I knew these middle school years were going to be challenging, with mood swings and reluctance to hang out with mom and dad, but I didn’t figure on the insults that hit the heart. According to the daughter, I was too serious, too concerned, too fretful about her safety and health and school studies and friends, and everything else in between.

I couldn’t win.

Not only was I a fun sucker, but I drove a loser mobile—the name which she had dubbed for our green transport van. It was a convenient vehicle for hauling kids to games, practices, dances, and the third row allowed us to safely pack in a group of girls with everyone seat belted in. Why it was called such a name, I am not sure, but it probably had something to do with me, being a chatty mom to all of her girlfriends instead of just shutting up and driving. I felt like the invisible chauffeur.

Her degrees of embarrassment weren’t just isolated to her parents. One day I asked my mom if she could pick up her granddaughter from basketball practice. She was more than delighted to help.
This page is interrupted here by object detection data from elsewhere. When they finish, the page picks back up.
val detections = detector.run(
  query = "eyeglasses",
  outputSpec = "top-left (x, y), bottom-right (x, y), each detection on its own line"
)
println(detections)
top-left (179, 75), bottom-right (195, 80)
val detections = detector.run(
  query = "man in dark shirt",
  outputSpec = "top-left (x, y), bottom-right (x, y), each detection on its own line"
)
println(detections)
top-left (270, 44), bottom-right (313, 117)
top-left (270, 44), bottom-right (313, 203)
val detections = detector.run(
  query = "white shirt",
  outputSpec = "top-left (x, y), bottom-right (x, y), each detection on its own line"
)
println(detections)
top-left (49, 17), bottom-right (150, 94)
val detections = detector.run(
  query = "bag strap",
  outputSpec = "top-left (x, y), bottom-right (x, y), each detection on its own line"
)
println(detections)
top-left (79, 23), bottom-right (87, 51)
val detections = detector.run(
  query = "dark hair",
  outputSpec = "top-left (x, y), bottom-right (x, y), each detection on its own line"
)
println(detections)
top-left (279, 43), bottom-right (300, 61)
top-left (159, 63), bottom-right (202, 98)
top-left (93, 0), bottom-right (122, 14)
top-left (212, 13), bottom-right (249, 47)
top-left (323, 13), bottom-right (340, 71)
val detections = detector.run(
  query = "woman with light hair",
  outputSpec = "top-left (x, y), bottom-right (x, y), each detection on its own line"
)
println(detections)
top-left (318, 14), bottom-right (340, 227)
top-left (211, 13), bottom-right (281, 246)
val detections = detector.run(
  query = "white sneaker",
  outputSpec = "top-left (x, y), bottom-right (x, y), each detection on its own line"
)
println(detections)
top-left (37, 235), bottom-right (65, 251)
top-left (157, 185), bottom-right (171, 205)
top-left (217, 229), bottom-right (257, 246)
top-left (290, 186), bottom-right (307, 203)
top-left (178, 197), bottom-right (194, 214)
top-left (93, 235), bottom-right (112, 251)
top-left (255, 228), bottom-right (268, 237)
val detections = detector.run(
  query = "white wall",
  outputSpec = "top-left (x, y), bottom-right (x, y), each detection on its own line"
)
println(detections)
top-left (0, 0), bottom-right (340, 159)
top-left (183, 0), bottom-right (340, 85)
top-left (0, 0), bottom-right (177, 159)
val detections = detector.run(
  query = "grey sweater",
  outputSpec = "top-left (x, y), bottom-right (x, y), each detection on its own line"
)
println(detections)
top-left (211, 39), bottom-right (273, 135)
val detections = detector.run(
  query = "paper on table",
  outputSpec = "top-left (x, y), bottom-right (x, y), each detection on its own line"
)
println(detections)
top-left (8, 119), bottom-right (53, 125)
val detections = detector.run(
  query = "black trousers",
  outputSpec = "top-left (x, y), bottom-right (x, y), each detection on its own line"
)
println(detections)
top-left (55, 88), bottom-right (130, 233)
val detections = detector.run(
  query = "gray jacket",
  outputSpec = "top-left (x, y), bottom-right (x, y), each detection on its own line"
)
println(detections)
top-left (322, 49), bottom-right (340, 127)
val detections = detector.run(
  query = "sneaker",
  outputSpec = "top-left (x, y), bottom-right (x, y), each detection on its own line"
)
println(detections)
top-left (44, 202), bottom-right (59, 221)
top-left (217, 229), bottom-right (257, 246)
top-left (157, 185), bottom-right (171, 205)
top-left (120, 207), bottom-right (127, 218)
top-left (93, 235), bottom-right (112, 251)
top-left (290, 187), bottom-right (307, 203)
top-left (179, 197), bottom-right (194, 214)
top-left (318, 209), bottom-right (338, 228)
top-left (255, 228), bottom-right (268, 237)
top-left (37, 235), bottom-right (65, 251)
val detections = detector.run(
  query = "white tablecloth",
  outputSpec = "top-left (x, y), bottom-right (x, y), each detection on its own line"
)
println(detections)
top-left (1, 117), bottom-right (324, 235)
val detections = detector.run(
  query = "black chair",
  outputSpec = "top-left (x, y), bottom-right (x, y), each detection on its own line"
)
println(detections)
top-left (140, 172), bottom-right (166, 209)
She arrived at school wearing her big, black sunglasses with side panels, a necessity after her cataract surgery, along with our 12-pound Shih Tzu in tow. We called these her glaucoma glasses based on their enormous size, needed to protect her eyes.

RELATED: The Teenage Years Will Break You

So there was my mom, wearing those windshield size glasses, hanging onto our DIY clothesline dog leash with the wild, barking pup attached while shouting to my cool daughter who was in the parking lot with her group of equally cool girlfriends, “Yoo-hoo, Tessers! Grandma is here to take you home!” And as she yelled, she enthusiastically waved her hands about her head like a signalman on a railroad track as the wild dog, excited to see her beloved Tess, started running in circles, wrapping her leash around my mom’s legs.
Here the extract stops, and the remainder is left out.